These observations prompted the present retrospective study, carried out in a large cohort of FTD patients sub-grouped according to the global CDR plus NACC FTLD scale, which was aimed at (1) characterizing the clinical and behavioural features of prodromal FTD, as compared to more advance stages of FTD; (2) defining the rate of conversion of prodromal FTD to fully symptomatic disease at one-year follow-up; and (3) assessing the predictors of progression, considering serum NfL levels.

Methods

Participants

This retrospective study included a consecutive sample of 563 participants from the Centre for Neurodegenerative Disorders, Department of Clinical and Experimental Sciences, University of Brescia, Italy.

Each participant underwent a neurological evaluation, routine laboratory examination and a standardized neuropsychological and behavioural assessment, as previously reported [20].

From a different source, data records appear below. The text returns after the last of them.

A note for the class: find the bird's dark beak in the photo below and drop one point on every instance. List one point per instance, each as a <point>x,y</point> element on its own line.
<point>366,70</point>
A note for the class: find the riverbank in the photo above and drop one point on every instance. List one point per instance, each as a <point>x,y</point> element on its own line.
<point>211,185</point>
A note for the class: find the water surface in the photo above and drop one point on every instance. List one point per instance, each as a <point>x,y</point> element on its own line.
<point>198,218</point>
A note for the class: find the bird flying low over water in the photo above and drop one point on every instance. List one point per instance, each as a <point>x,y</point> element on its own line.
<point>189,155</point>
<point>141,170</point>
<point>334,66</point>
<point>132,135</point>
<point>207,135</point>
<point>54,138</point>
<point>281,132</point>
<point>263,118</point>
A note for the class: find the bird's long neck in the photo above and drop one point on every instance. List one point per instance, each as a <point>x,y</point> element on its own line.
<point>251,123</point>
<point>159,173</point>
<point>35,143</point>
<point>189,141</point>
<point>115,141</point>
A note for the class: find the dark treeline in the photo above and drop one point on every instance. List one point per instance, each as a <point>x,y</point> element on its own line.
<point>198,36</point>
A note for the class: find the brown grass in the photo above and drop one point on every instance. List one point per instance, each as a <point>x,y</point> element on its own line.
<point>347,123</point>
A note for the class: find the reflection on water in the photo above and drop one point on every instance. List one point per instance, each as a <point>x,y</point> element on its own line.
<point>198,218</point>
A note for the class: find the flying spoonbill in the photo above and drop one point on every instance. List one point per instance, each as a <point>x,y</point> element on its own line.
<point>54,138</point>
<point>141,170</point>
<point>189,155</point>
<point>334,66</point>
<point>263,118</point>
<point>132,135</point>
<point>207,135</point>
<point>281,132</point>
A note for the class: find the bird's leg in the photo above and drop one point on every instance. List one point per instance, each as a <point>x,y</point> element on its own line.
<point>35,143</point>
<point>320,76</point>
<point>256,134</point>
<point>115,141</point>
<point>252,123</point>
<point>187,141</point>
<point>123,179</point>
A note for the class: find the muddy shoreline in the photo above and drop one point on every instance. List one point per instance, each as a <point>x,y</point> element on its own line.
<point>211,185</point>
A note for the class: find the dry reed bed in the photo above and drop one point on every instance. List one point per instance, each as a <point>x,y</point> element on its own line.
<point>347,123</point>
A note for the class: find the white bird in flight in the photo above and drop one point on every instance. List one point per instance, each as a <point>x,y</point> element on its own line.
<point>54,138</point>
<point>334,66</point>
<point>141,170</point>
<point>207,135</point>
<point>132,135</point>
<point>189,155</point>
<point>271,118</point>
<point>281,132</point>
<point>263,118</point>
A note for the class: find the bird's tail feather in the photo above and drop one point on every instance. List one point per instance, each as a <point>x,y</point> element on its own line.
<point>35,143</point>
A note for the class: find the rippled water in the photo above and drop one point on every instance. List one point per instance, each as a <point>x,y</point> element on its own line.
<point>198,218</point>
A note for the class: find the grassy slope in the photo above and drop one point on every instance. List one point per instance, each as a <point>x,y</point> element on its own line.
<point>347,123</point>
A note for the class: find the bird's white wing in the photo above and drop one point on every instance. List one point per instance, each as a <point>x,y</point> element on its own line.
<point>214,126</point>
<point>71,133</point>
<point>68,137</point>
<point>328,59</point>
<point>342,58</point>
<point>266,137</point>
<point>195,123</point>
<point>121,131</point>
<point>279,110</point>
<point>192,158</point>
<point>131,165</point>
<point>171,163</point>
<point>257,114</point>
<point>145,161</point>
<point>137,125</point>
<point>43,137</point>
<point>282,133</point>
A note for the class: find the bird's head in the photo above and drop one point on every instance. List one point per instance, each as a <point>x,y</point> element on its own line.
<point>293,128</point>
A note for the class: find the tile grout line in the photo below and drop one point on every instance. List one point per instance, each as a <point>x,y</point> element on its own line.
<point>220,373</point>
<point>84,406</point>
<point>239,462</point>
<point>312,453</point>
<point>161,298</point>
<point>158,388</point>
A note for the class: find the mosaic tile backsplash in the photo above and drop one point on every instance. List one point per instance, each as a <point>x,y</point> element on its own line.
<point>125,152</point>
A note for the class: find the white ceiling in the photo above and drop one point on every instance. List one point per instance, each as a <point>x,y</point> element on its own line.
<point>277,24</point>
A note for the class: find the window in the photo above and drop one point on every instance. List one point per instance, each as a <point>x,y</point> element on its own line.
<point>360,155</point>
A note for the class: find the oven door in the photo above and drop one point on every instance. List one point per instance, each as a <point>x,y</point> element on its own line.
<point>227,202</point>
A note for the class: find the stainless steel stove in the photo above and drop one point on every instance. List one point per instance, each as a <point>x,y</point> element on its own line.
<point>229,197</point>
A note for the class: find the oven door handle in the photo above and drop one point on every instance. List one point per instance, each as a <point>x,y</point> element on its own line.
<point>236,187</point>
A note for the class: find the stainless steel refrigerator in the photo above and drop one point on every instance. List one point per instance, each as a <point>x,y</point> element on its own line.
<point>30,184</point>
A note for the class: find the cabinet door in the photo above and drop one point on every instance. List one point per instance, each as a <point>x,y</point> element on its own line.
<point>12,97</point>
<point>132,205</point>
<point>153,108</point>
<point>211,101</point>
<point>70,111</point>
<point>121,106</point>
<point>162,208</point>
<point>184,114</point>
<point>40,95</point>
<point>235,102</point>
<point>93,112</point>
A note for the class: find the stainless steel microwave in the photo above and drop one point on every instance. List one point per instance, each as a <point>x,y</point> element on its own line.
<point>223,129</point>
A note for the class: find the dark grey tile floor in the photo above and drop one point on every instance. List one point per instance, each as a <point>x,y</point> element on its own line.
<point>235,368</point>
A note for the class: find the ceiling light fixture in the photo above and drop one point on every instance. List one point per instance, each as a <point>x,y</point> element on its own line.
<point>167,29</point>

In all FTD cases, the diagnosis was supported by brain structural imaging, while CSF concentrations of tau, p-Tau181 and Aβ1-42 or PET amyloid were measured in a subset of cases (n = 223), to rule out Alzheimer’s disease, as previously reported [21]. Furthermore, in familial cases (based on the presence of at least one dementia case among first-degree relatives) and early onset sporadic cases, genetic screening for GRN, C9orf72 and MAPT P301L mutations was performed; given the low frequency of MAPT mutations in Italy [22], we considered only the P301L mutation and we sequenced the entire MAPT gene only in selected cases.

Clinical evaluation

At baseline, patients underwent a standardized neuropsychological battery which included the Mini-Mental State Examination (MMSE), the short story recall test, the Rey complex figure (copy and recall), phonemic and semantic fluencies, the token test, the clock-drawing test and the trail making test (part A and part B) [23].

The level of functional independence was assessed with the basic activities of daily living (BADL) and the instrumental activities of daily living (IADL) questionnaires, whereas neuropsychiatric and behavioural disturbances were evaluated with the Frontal Behaviour Inventory (FBI) [24].

Disease severity was assessed using the global CDR plus NACC FTLD [8, 9]. Prodromal FTD was defined to reflect mild cognitive or behavioural impairment with relatively preserved functional independence, corresponding to a global CDR plus NACC = 0.5; patients with a mild dementia syndrome were classified with a global CDR plus NACC = 1; patients with a moderate or severe dementia syndrome were classified with a global CDR plus NACC = 2 or 3, respectively [8]. To confirm the diagnosis of prodromal FTD, all patients had a follow-up evaluation that confirmed eventual conversion to dementia, or were carriers of a pathogenic FTD mutation.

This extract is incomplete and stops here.